Aged & Distilled this week released Napkin, software the company says is aimed at “concise visual communication.” Available exclusively in the Mac App Store, the $40 app aims to make simple work of creating annotated images.
The developers are targeting a wide swath of users: product managers, artists, software developers, designers, photographers, even technology writers. For those users and others, Napkin’s focus is on marking up images (or creating brand new ones), with a straightforward interface and quick, simple sharing.
True to the app’s name, new documents in Napkin open with a napkin-style background texture. (Napkin Style was Psy’s far less successful follow-up single, by the way.) If you prefer, you can make the background plain white or transparent instead.
You can start adding items to your canvas in all the ways you might think to try, and then some. You can paste in images from the clipboard, drag them from the desktop, choose Insert -> Image File, or click on the Image button in Napkin’s toolbar.
Napkin also includes buttons to quickly take and add screenshots or photos from your Mac’s built-in camera. When you choose to take a screenshot, Napkin hides itself; you can click any visible window to take a screenshot of it, or drag to capture a selection. Your screenshot is instantly added to your Napkin document. Photos you snap are, too—though I’d prefer an intermediary step to review the photograph just snapped before it gets inserted into the document for quicker retakes, when necessary. As is, though, it’s no big deal to delete an unwanted photo and click to take another.

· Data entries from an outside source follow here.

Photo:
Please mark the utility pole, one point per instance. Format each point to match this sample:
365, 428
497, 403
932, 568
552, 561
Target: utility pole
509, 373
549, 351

Merely assembling images, however, doesn’t scratch the surface of what Napkin can do. Once you have your images in place, you can add all sorts of additional details. Callouts provide magnified views of the images in your document. You choose what section of your image callouts are centered upon, adjust their level of magnification and even their shape, and drag them where you’d like them to go. They work great, and are cleverly implemented.
You can also add generic shapes. Clicking the toolbar icon for a new shape adds a square; clicking and dragging on the green dot on the square’s broder lets you reshape it to have rounded corners, or be a true circle. You can then further resize the shape to make it a rectangle or oval instead, and double-click it to add text. You can quickly add a circle, rectangle, or rounded rectangle from the Insert menu. The only thing lacking from shapes is the ability to give to use them for outlines: I could find no way to trace a circle or rectangle around a given section of an image. Callouts do much of what you might want to trace a shape for, but they’re not the same.
Drag between two objects to create an arrow. Arrows can be simple pointers, but you can also create what Napkin calls Red Lines instead. Those measure the pixel distance between either end, and display it, for when precise measurements of that sort are useful.
When you want to add other text to your document, you just start typing. (You can, instead, add a Text object first—but you don’t need to.) As you can with images, you can customize the look of text you add by adjusting your Frame setting. There are options like Plain, Capsule, Thumbtack, and Tape. I found that some options, like Paperclip, wouldn’t appear at all when Napkin determined there wasn’t enough vertical space to fit them. Until I figured that out, it was rather confusing when I’d add frames but they didn’t appear. Some of the more clever Frame options—like that paperclip—occlude the text beneath them; I’d love if such frames added a bit more padding to avoid that.

If your images contain sensitive information, you can use Napkin’s Redaction tool to black out those portions of the image you’d like to hide. You choose your redacting pen’s size with a fun slider that shows a live preview of how big the black-out will be as you drag.

Napkin includes a delightfully named File Pip, represented by a button labeled .png
in the upper right corner. Drag that wherever you’d like to instantly save an image version of your document. To the File Pip’s left is a Share button, which lets you share your document via iCloud, iMessage, AirDrop, Twitter, Facebook, or Flickr. When you share via iCloud, Napkin says that your file will survive for 14 days. Rather than offering up a lengthy, unattractive short URL, the app provides a shorter, nap.kn link. I found that I couldn’t successfully click the Copy Link button that Napkin shows after sharing via iCloud, but I could click the link itself, which opened it in my browser.
There are plenty of animations in Napkin, and they add a sense of whimsy to the proceedings. Are there any missing features or bugs? Sure, but surprisingly few for a 1.0 release: I longed for an option to re-crop images; the Undo menu option occasionally listed the wrong action label to take back (though it did the right thing regardless); and the Escape key didn’t work to back out of certain areas, like the Redaction interface.
On the whole, though, if you’re in the target audience for Napkin, it’s worth a look. And thanks to the intuitive controls, coupled with the copious in-app help (in both contextual and video form), it’s easy to learn, too.